Einsatzort Vergangenheit (German Edition)
1.
Kapitel
Freie
Parkplätze, so bin ich der festen Überzeugung, existieren nur in einem
Paralleluniversum. Gerade als ich glaubte, endlich eines dieser raren Exemplare
gefunden zu haben, blinkte der Wagen vor mir und parkte mit einer schwungvollen
Bewegung ein. Mist! Ein schneller Blick auf die Uhr sagte mir, dass ich jetzt
nehmen musste, was kam, ich konnte einfach nicht mehr wählerisch sein. Die
nächste freie Lücke war zwar im Halteverbot, aber das Risiko musste ich jetzt
wohl oder übel in Kauf nehmen. Gesagt, getan, ich parkte ein, schnappte meine
Tasche aus dem Auto, schloss ab und lief mit großen Schritten los, genau, als
die Glocken der nahen Christophorus-Kirche acht Uhr schlugen.
„Ganz
große Klasse, Laura, ganz prima! Das hast du ja mal wieder toll hinbekommen“,
fluchte ich leise vor mich hin, meine Schritte noch einmal beschleunigend.
Und
das alles war nur passiert, weil mein Wecker es anscheinend noch nicht
mitbekommen hatte, dass die Sommerferien vorbei waren. Er hatte mich am Morgen
im Stich gelassen, während ich noch von Sonnenuntergängen am Meer geträumt
hatte.

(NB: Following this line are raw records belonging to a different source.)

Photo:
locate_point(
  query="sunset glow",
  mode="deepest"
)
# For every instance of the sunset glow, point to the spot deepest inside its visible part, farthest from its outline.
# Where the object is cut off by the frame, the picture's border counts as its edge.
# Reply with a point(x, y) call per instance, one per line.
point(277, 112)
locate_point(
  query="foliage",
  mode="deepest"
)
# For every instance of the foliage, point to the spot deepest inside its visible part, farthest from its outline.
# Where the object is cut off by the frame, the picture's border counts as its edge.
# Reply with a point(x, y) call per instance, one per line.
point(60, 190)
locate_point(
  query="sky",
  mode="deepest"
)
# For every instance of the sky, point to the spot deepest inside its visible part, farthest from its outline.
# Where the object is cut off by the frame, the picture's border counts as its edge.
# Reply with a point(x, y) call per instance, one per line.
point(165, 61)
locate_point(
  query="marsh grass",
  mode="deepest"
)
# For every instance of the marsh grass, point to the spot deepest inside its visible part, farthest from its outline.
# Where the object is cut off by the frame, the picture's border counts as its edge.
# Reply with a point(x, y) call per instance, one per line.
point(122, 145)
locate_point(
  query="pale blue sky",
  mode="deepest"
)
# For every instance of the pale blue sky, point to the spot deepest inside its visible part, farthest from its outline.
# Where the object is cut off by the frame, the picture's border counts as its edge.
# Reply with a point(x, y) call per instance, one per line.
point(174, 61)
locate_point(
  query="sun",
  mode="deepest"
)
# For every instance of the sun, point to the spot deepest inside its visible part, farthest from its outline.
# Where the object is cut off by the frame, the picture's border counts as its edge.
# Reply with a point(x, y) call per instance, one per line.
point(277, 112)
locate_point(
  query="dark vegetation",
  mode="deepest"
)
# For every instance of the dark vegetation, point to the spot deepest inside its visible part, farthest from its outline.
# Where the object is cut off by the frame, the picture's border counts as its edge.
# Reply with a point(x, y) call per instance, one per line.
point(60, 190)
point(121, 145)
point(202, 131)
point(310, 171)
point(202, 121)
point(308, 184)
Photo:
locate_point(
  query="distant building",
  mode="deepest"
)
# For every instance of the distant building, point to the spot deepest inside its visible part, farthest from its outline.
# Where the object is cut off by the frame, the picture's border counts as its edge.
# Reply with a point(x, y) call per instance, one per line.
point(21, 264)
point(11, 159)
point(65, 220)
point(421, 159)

Erst als ich mich gewundert hatte, dass das Rauschen des Meeres eher
klang wie der Wagen der städtischen Müllabfuhr, war ich wach geworden und mit
einem Schlag hellwach. Ein Blick auf meine Uhr hatte meine schlimmsten
Befürchtungen bestätigt. Ich hatte verschlafen und war mehr als knapp dran. Bis
zum Schulbeginn waren es nur noch dreißig Minuten und alleine um zur Schule zu
gelangen, brauchte ich schon zwanzig Minuten. In Rekordzeit hatte ich meine
langen, braunen Haare zu einem wilden Knoten gebunden, war schnell unter die
Dusche gesprungen und in die erstbesten sauberen Kleider geschlüpft, die mir in
meinem Schrank zwischen die Finger geraten waren. Und nicht mal zehn Minuten
später hatte ich bereits im Wagen auf dem Weg zur Schule gesessen. Frühstück
hatte leider ausfallen müssen, vielleicht konnte ich mir in der Pause etwas am
Kiosk um die Ecke kaufen. Und falls nicht, würde es mich auch nicht umbringen,
wenn ich mal auf eine Mahlzeit verzichtete.
Unter
Missachtung sämtlicher Verkehrsregeln hatte ich es dann tatsächlich geschafft
kurz vor acht an der Schule einzutreffen. Zielsicher war ich auf dem
Schulparkplatz auf meinen eigenen Platz zugesteuert und hatte gerade noch im
letzten Moment bremsen können. Andernfalls wäre ich in den Wagen gerauscht, der
auf meinem Parkplatz stand. Und was für ein Schlitten das war! Dieses Cabrio
kostete gut und gerne eines meiner Jahresgehälter, wenn nicht noch mehr. Aber
über den Preis des Fahrzeugs zu rätseln, ließ den Parkplatz auch nicht auf
magische Art und Weise frei werden. Laut fluchend war mir nichts anderes übrig
geblieben, als den Rückwärtsgang einzulegen und in der näheren Umgebung
Ausschau nach einem neuen Parkplatz zu halten.
Und
deshalb hatte ich nun einen Parkplatz, der gefühlte hundert Kilometer von der
Schule entfernt war und ich zusehen musste, dass ich nicht zu spät kam. Der
Unterricht begann zwar an diesem Tag nicht zur ersten Stunde, jedoch bestand
für das Kollegium unbedingte Anwesenheitspflicht, da die erste Stunde zugleich
auch die erste Konferenz des Schuljahres war. Und da fiel es besonders auf,
wenn man nicht pünktlich war, zumal ich mich dunkel daran erinnern konnte, dass
mir so etwas Ähnliches bereits im Jahr zuvor passiert war. Ich wechselte von
eiligen Schritten zu einer Art Dauerlauf.
Eine
gefühlte Ewigkeit später betrat ich das Schulgebäude, das um diese Zeit noch in
völliger Stille lag. Rasch machte ich mich auf zum Lehrerzimmer und blieb vor
der Tür stehen. Wenn ich vielleicht ganz leise die Tür öffnete und ganz schnell
zu meinem Platz ging, fiel es vielleicht niemandem auf, dass ich zu spät war.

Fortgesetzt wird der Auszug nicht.